Category Archives: Cozy Mysteries

Thoughts on Mysteries and other Genres

I’d like to take this time to discuss another popular mystery subgenre: the cozy mystery. I will admit that I do not read cozy mysteries. They have never been my thing. Anyone who has read my book, One for the Road, will notice that I do not write in this style. In fact, if there is a spectrum of mysteries, noir and cozy might be placed at opposite ends.

What I find interesting is the cat theme mystery novels. I know that Lillian Jackson Braun has made a career out of cat themed cozy mysteries, all titled The Cat Who . . . [insert verb here]. And I know that there is a huge readership for such books. I just never understood why cats have such an affinity for mysteries. As a cat owner, I love my cat, however, I don’t expect him to do anything other than sleep and eat. I can’t imagine relying on him to solve a murder. I can’t get him to move off the table most of the time. Any answers to this would be appreciated.

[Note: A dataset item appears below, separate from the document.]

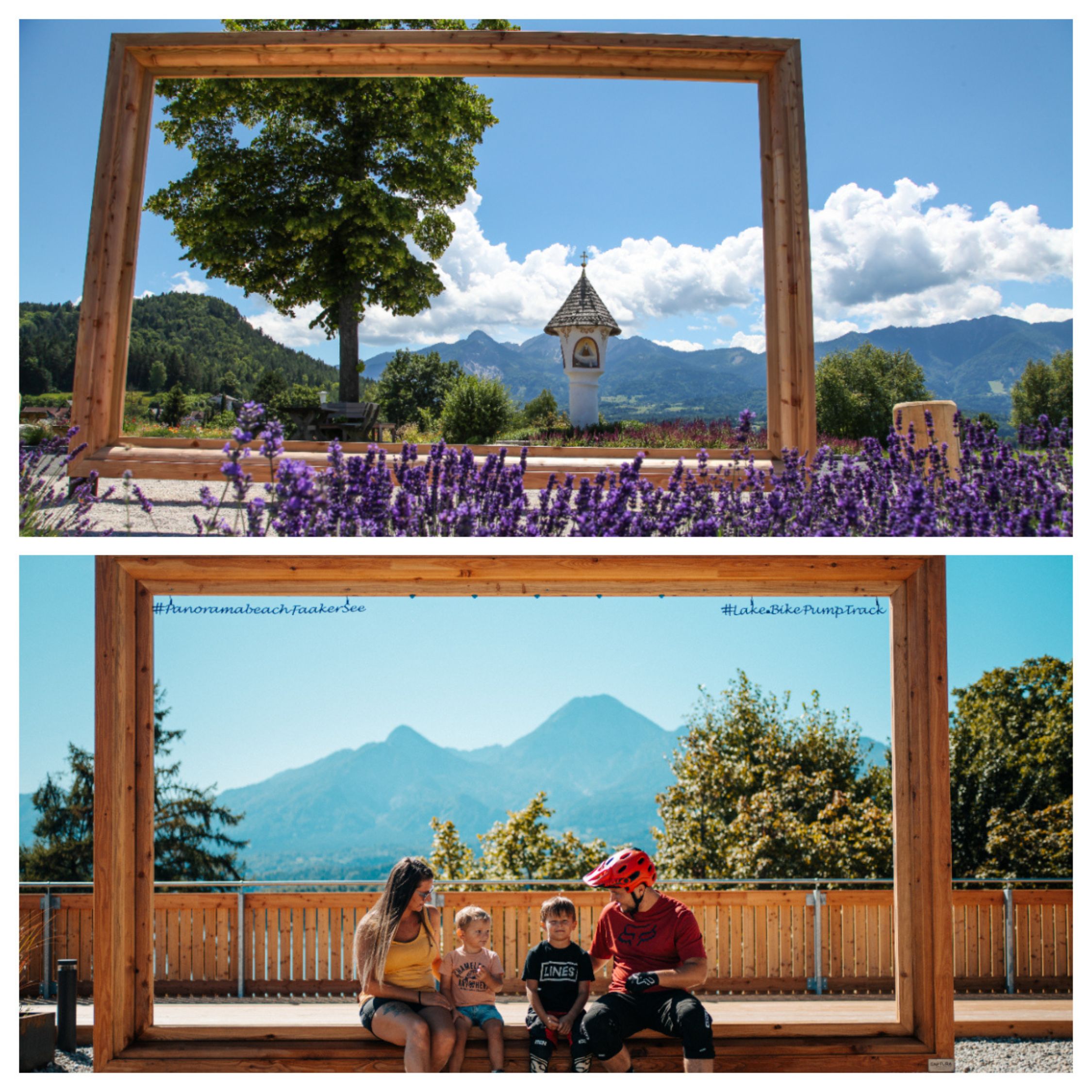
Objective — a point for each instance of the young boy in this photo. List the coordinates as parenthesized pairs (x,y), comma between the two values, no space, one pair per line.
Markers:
(470,977)
(558,976)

The cozy mystery subgenre differs from other mystery subgenres in a fews ways. They are usually light-hearted (or rather lighter than other mysteries). The main characters are seldom professional crime solvers, but rather amateur sleuths with specific specialties that help hem solve these themed-based crimes. Violence, sex, and shootout? Not here. Actually, not violent deaths are preferred in these stories, such as poisonings and accidents, where the bodies and death scenes are seldom described in detail.

Am I missing anything? Or perhaps I’m wrong in generalizing this well sought after reading phenomenon. As a writer in a genre (mystery) with such a wide range of readers and subcategories, I am intrigued by the differences in style and plot devices. Romance, for example, has several subgenres as well (i.e. paranormal, historical, contemporary, etc.). However, the writing style might be considered similar. Just the time period and characters change. A duke or rogue is swapped with a vampire or werewolf. Victorian England is exchanged with Twenty-first century New York.

Just some thoughts. Don’t get me wrong, I have no intention of judging writers or readers of these genres. All I know is my own understanding of these styles that I do not read. Please feel free to let me know your own thoughts.